Machine Learning Toolkit (MLToolkit/mltk) for Python
Project description
MLToolkit
Current release: PyMLToolkit [v0.1.3]
MLToolkit (mltk) is a Python package providing a set of user-friendly functions to help building machine learning models in data science research, teaching or production focused projects.
Introduction
MLToolkit supports all stages of the machine learning application development process.
Installation
pip install pymltoolkit
If the installation failed with dependancy issues, execute the above command with --no-dependencies
pip install pymltoolkit --no-dependencies
Functions
- Data Extraction (SQL, Flatfiles, etc.)
- Exploratory Data Analysis (statistical summary, univariate analysis, etc.)
- Feature Engineering
- Model Building
- Hyper Parameter Tuning [in development for v0.2]
- Model Performance Analysis and Comparison Between Models
- Auto ML (automated machine learning) [in development for v0.2]
- Model Deploymet and Serving [will be imporved for v0.2]
Supported Machine Learning Algorithms/Packages
- RandomForestClassifier: scikit-learn
- LogisticRegression: statsmodels
- ... More models will be added in the future releases ...
Usage
import mltk
Examples
Data Loading and exploration
import numpy as np
import pandas as pd
import mltk as mltk
Data = pd.read_csv(r'C:\Projects\Data\incomedata.csv')
Data = mltk.add_identity_column(Data, id_label='ID', start=1, increment=1)

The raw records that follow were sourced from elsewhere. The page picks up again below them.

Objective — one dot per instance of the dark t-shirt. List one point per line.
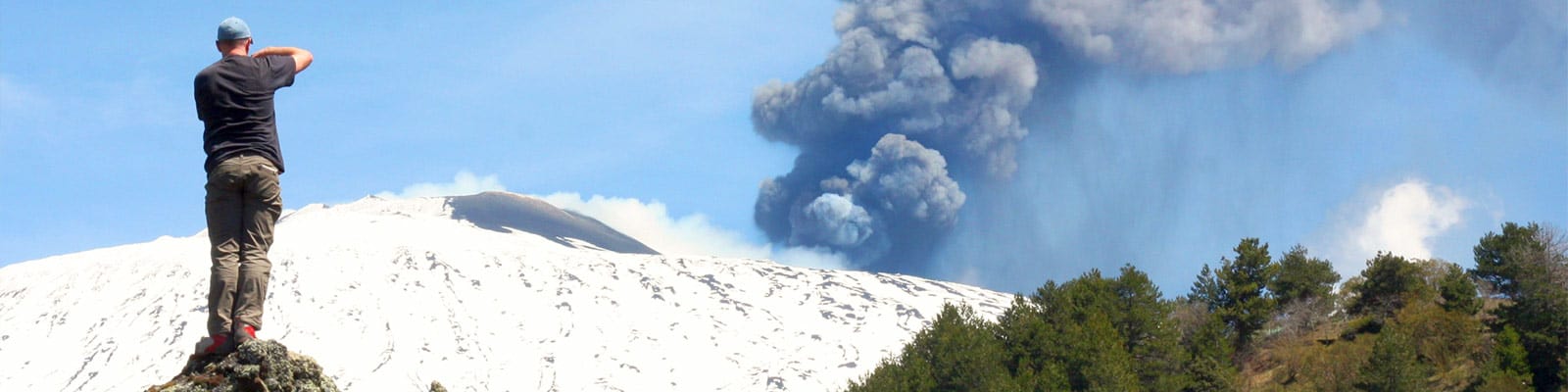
(234, 99)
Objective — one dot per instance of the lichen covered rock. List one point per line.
(259, 366)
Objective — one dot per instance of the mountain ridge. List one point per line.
(392, 294)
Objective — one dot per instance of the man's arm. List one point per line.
(302, 57)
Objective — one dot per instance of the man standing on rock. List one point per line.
(234, 99)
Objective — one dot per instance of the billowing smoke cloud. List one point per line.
(924, 96)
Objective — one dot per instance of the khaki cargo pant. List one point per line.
(243, 203)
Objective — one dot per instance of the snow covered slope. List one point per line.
(389, 295)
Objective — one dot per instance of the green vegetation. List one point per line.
(1262, 323)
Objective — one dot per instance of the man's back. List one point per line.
(234, 99)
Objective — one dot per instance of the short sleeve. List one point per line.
(278, 73)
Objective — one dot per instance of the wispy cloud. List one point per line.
(465, 182)
(690, 234)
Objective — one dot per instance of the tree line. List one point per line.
(1254, 321)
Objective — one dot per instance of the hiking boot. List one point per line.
(243, 334)
(219, 344)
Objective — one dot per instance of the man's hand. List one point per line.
(302, 57)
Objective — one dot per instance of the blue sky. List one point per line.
(1408, 137)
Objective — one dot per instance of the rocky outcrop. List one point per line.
(259, 366)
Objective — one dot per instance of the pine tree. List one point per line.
(1387, 284)
(1243, 302)
(1301, 278)
(1529, 267)
(1395, 366)
(1458, 292)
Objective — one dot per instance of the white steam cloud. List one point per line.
(465, 182)
(694, 235)
(1402, 220)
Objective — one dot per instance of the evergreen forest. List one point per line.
(1267, 321)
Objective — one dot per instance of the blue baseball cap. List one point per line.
(232, 28)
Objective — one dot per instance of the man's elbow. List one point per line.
(303, 60)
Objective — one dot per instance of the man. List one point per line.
(234, 99)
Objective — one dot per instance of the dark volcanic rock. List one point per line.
(258, 366)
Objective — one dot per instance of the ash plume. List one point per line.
(925, 98)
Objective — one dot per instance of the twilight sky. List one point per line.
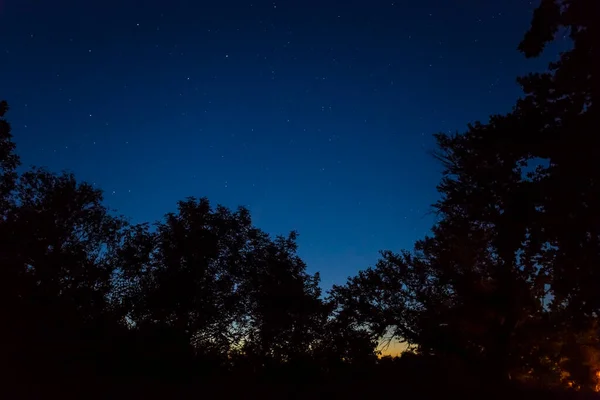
(317, 115)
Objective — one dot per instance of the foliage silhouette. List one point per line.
(500, 299)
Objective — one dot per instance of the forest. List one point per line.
(503, 296)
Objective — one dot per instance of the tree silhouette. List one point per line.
(515, 253)
(504, 288)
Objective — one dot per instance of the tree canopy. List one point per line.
(504, 288)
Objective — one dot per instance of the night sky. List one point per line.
(317, 115)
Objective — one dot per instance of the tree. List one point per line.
(513, 259)
(56, 246)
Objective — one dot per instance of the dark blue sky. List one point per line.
(317, 115)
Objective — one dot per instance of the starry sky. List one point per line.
(316, 115)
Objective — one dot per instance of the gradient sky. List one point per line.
(317, 115)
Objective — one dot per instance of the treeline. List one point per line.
(505, 289)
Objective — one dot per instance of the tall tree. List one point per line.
(515, 254)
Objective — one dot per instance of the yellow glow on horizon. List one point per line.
(394, 349)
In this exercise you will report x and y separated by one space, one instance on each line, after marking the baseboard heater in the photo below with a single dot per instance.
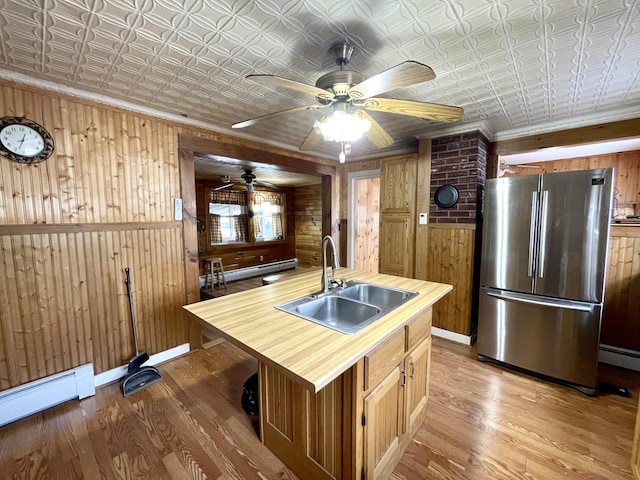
620 357
33 397
257 270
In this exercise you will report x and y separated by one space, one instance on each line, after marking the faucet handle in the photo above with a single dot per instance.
340 282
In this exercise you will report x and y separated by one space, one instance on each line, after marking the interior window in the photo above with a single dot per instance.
268 215
227 217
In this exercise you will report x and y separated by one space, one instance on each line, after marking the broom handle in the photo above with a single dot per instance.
133 318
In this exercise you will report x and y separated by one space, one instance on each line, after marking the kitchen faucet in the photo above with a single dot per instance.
329 281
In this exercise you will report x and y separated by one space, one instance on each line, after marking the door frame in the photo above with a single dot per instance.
351 210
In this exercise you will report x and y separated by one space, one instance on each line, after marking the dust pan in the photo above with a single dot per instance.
137 377
136 381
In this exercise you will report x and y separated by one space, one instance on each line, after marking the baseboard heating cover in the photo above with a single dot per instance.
620 357
257 270
19 402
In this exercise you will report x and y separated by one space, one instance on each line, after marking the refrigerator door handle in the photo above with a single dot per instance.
544 301
543 232
532 231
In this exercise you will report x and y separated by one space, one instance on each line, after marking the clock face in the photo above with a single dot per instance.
24 141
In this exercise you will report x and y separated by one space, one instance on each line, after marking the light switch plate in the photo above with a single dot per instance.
177 209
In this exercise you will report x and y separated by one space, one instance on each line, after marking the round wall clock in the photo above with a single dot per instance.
446 196
24 141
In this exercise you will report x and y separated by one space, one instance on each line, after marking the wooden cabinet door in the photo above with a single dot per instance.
418 365
383 426
396 244
397 219
398 184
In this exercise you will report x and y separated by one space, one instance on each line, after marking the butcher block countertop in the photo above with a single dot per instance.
310 354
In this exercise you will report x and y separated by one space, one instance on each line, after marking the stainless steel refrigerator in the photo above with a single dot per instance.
544 247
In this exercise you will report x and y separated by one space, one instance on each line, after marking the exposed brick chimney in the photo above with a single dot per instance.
459 160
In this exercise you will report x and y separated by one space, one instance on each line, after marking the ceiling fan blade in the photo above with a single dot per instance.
222 187
429 111
266 184
376 133
312 139
273 81
403 75
253 121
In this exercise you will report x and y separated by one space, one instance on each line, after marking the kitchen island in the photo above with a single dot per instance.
333 405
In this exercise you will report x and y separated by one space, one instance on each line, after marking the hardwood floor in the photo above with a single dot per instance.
484 422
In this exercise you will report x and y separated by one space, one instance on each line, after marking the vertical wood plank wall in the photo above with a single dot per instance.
627 178
70 225
367 224
622 291
68 228
308 207
451 249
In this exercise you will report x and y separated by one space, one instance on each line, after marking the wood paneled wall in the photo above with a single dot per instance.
68 228
451 249
367 224
621 317
627 176
246 255
308 225
70 225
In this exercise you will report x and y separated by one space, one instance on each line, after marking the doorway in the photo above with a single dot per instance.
364 220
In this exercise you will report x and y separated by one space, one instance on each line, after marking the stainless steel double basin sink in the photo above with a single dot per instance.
349 308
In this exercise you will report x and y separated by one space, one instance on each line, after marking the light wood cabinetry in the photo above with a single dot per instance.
396 406
397 215
359 425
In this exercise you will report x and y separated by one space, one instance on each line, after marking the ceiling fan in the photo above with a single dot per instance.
349 92
504 167
248 178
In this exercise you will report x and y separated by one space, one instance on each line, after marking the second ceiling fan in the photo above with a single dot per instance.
350 95
248 178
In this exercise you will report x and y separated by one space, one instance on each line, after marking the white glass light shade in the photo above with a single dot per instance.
342 127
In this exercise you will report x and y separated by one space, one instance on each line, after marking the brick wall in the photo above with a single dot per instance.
459 160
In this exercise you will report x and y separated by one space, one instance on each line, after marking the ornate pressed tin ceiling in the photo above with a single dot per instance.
515 66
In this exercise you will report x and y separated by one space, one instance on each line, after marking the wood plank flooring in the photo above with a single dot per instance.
484 422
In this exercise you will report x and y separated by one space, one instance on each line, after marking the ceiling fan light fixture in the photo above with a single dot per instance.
342 127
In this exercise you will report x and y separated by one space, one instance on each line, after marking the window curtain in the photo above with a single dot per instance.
216 231
272 197
228 197
276 221
240 227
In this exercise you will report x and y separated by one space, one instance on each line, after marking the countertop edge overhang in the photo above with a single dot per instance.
310 354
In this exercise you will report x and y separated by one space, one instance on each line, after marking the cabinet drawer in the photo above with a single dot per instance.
418 329
383 359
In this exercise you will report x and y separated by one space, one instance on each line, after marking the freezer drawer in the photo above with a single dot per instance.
558 338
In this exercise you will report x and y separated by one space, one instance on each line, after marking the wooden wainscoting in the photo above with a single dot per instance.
451 260
308 208
70 225
622 291
64 301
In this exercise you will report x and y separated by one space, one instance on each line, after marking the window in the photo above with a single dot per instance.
268 212
227 217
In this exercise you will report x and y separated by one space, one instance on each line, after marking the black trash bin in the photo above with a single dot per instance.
250 398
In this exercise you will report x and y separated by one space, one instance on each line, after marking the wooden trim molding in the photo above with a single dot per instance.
44 229
573 136
453 226
625 231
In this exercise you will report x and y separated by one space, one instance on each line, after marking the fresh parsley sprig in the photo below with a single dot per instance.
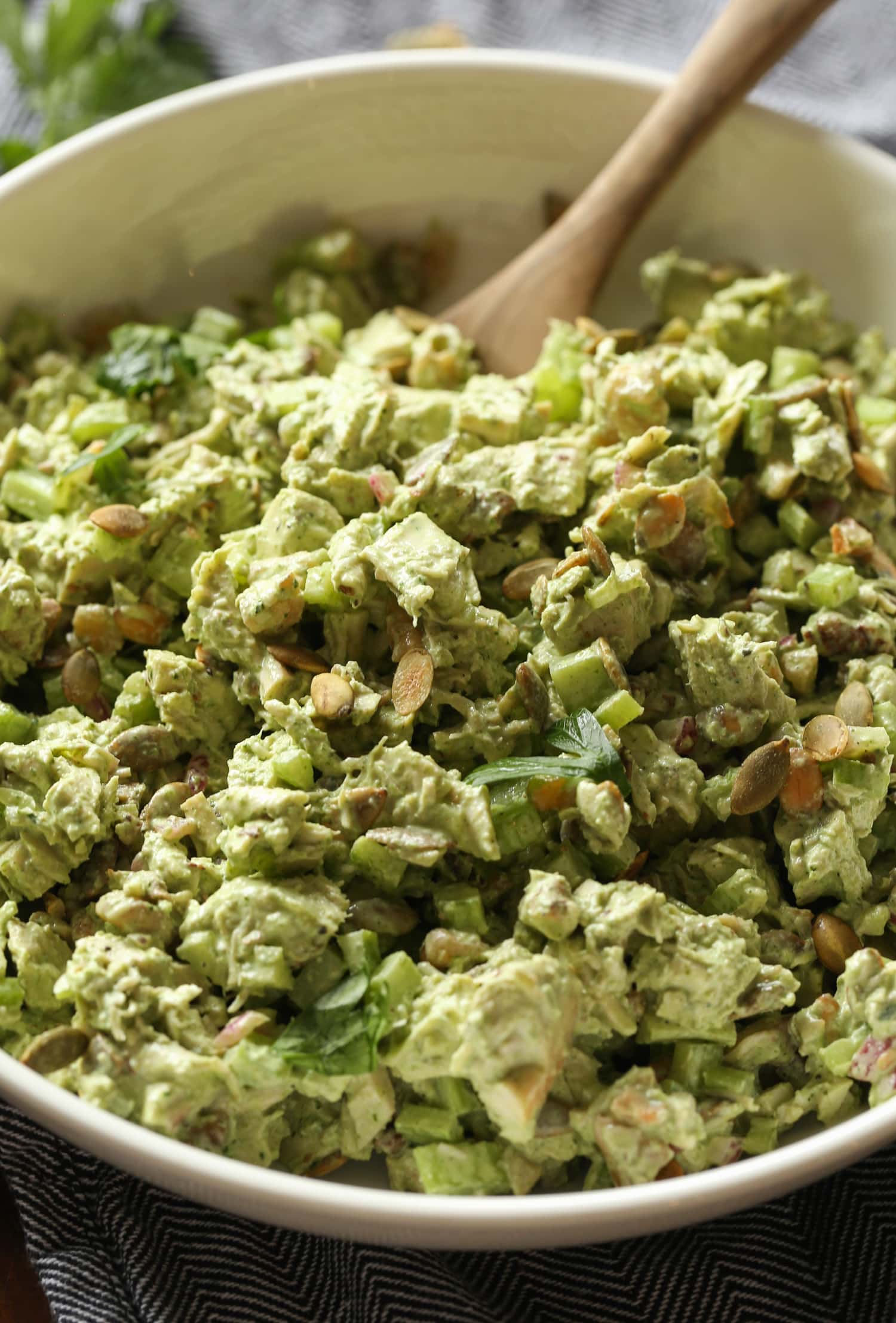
78 64
581 737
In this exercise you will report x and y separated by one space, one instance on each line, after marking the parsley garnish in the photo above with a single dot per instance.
142 357
579 736
111 466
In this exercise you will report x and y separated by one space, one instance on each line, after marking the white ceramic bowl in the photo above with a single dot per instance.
187 200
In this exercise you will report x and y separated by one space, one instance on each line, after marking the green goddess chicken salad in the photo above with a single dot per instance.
487 776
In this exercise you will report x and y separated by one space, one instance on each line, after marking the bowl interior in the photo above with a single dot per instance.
188 201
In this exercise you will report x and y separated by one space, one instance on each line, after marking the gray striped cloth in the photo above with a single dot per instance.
111 1250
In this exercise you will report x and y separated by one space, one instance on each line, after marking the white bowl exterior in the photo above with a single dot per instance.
187 201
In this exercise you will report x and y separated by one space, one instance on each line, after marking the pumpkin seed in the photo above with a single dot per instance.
402 633
81 678
54 1049
518 583
98 708
145 748
804 790
94 625
296 658
333 697
760 777
53 658
534 696
598 555
834 942
571 563
869 474
825 737
326 1166
413 682
850 537
855 706
119 520
442 947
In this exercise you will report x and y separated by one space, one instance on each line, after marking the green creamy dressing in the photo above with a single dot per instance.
376 732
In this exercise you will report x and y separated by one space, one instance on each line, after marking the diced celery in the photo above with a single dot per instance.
886 715
812 984
730 1083
838 1055
885 827
759 425
320 592
759 536
136 708
718 544
360 950
15 727
656 1030
518 831
377 863
581 679
296 769
799 524
98 421
217 324
459 905
875 412
511 797
29 494
762 1137
462 1170
398 979
792 366
427 1125
742 895
831 585
690 1060
619 709
458 1096
557 371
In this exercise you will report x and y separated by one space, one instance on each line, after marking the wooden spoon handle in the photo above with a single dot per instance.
575 256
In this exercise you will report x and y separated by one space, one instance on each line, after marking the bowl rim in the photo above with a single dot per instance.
386 1215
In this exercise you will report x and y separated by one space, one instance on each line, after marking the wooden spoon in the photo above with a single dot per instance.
559 274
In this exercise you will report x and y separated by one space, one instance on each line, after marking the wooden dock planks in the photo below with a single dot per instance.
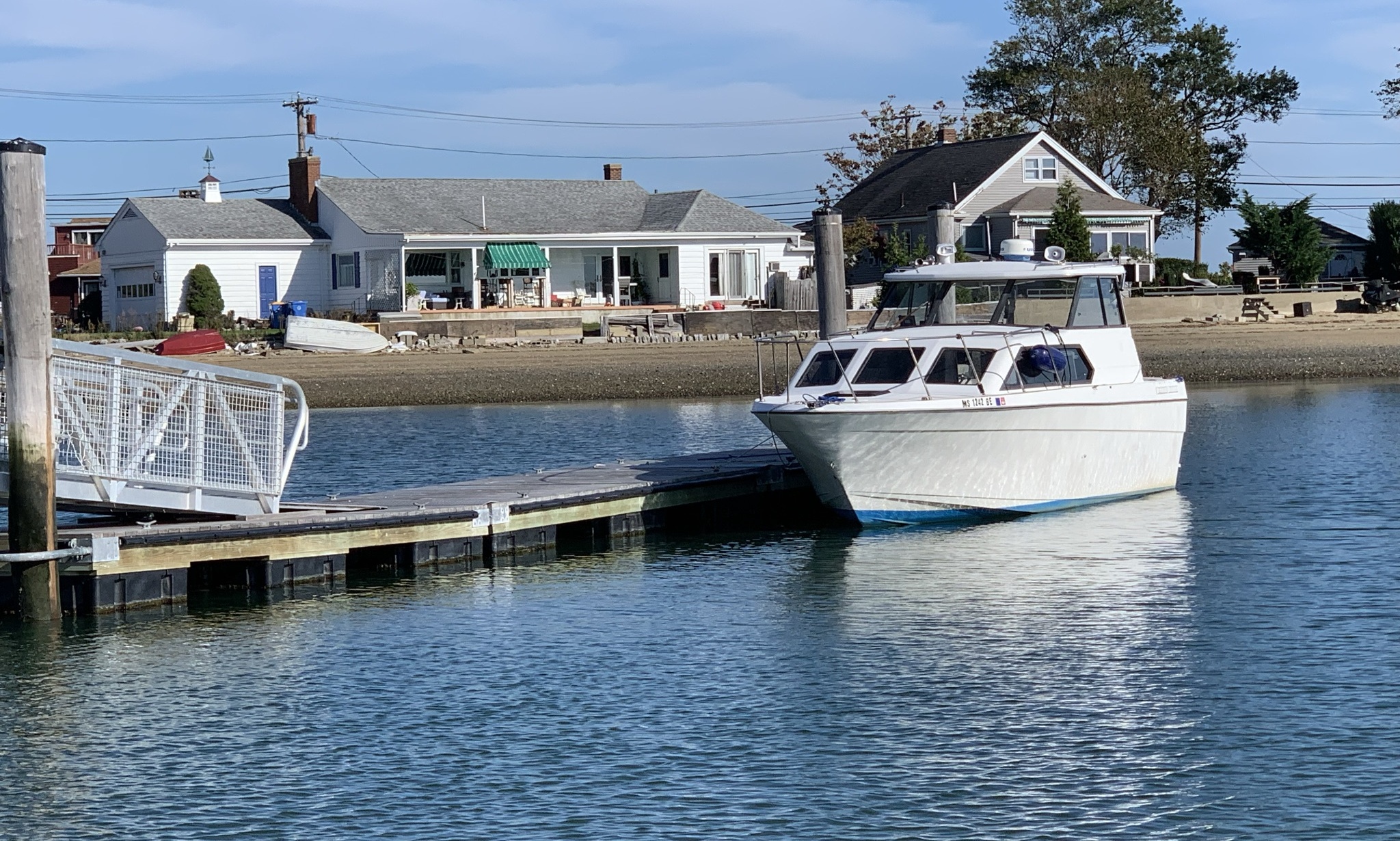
481 509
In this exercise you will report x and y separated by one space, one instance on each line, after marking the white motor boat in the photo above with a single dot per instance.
327 335
913 420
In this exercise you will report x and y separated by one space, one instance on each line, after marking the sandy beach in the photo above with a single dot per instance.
1321 347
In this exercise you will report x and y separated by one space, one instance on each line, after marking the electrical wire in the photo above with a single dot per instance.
476 152
164 139
335 103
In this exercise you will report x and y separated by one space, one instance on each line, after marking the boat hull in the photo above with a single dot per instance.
331 336
923 464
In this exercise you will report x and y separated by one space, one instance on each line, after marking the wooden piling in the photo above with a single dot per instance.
945 232
831 272
24 287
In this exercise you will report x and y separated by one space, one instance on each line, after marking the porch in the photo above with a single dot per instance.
527 276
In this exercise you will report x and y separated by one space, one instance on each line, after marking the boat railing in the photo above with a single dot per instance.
160 434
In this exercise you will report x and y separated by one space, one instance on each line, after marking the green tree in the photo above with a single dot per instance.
1389 94
1153 105
203 298
899 252
1384 254
1289 237
857 237
892 129
1068 228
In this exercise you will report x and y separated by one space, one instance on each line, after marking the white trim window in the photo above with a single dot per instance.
975 237
1040 168
733 275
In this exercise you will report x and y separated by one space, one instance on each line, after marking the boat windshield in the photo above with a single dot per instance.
905 306
1087 302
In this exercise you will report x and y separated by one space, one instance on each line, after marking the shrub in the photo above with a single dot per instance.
203 299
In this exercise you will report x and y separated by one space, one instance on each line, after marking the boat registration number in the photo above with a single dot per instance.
983 402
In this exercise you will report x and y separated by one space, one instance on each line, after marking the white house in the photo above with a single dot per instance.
1001 188
349 244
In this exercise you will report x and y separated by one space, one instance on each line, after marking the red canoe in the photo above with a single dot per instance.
192 343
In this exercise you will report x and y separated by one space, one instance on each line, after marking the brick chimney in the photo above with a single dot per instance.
304 172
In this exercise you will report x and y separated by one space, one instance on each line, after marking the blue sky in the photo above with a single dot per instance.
608 61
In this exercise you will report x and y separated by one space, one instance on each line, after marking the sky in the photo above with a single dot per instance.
808 66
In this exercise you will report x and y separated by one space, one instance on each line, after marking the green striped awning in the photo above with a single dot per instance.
515 255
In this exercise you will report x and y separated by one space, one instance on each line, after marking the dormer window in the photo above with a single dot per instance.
1040 170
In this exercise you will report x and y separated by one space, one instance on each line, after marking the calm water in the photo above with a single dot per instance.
1222 663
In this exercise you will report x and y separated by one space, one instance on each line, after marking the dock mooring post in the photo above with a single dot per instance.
944 228
24 289
831 273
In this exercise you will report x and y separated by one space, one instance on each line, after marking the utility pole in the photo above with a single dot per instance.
306 122
24 289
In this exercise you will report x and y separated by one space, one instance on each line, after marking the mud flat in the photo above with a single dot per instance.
1319 347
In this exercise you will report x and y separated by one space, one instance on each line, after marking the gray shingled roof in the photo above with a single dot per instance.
524 207
913 179
231 219
1042 200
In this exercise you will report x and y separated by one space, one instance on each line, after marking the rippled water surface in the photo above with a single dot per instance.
1220 663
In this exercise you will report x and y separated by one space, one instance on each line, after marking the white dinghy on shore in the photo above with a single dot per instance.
325 335
913 420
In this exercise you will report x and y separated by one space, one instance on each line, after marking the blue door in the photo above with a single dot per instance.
267 290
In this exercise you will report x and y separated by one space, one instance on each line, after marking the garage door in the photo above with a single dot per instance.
136 302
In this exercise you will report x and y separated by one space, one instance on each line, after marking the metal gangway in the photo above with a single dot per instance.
143 433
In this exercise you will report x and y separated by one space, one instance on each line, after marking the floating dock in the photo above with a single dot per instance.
481 524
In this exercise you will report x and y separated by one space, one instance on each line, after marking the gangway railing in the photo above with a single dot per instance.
137 431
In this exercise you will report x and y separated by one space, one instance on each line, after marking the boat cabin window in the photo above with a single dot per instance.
826 369
1051 364
1095 304
959 367
889 364
906 304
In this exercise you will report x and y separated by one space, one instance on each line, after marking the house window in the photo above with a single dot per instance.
345 272
1105 241
1040 170
975 238
734 275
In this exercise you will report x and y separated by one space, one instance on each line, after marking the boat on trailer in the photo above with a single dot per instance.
913 420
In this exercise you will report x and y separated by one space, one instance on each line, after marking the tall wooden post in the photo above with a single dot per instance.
831 273
945 232
24 286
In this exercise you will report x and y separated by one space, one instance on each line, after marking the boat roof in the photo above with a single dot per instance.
1004 271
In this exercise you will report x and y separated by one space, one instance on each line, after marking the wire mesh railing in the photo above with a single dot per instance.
140 431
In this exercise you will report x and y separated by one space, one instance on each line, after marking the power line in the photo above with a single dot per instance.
770 195
1328 142
487 118
143 98
1317 184
476 152
163 139
783 203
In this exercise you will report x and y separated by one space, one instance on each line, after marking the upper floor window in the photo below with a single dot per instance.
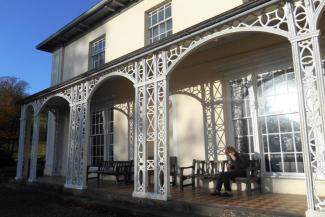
160 23
97 56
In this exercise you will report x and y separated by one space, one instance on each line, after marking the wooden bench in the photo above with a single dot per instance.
253 176
200 169
113 168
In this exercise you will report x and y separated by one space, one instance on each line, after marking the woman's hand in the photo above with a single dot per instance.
232 156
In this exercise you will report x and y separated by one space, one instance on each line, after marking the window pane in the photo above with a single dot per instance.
267 163
287 143
274 142
265 143
285 123
300 163
298 142
154 19
168 12
162 28
160 23
276 163
161 15
289 163
272 124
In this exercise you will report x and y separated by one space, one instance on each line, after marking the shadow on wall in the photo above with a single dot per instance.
199 116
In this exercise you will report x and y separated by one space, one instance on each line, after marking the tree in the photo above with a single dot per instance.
12 90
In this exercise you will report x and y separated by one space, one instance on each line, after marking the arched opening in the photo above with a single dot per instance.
53 138
245 81
184 142
111 134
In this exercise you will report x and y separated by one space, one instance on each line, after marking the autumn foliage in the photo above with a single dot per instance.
12 90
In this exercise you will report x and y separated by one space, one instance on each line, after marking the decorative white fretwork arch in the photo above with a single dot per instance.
46 100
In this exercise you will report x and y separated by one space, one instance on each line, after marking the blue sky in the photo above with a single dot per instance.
23 25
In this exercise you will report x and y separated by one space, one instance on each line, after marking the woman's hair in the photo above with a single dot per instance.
230 149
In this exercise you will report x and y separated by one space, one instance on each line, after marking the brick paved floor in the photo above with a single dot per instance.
293 204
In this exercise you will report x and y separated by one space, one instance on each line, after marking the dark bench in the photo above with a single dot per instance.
253 176
200 169
113 168
172 172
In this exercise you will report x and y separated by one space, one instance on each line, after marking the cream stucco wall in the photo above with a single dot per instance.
188 141
126 31
120 136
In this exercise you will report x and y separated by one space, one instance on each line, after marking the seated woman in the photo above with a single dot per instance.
236 168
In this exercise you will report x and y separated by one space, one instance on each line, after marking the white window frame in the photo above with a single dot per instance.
97 133
97 53
167 19
258 146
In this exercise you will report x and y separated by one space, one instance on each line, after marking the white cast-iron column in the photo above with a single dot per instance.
307 65
77 147
50 143
33 163
21 148
151 128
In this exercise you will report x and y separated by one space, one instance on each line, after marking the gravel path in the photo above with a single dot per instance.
23 203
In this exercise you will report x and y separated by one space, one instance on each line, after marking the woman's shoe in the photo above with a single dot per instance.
216 193
226 194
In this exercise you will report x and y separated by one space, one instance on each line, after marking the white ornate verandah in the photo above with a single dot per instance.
295 20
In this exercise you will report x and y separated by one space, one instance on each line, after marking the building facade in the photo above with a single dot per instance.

DataStats = mltk.data_description(Data)
Data Preprocessing
# Analyze Response Target
print(mltk.variable_frequency(DataFrame=Data, variable='income'))
# Set Target Valriable
targetVariable = 'HighIncome'
targetCondition = "income=='>50K'" #For Binary Classification
Data=mltk.set_binary_target(Data, target_condition=targetCondition, target_variable=targetVariable)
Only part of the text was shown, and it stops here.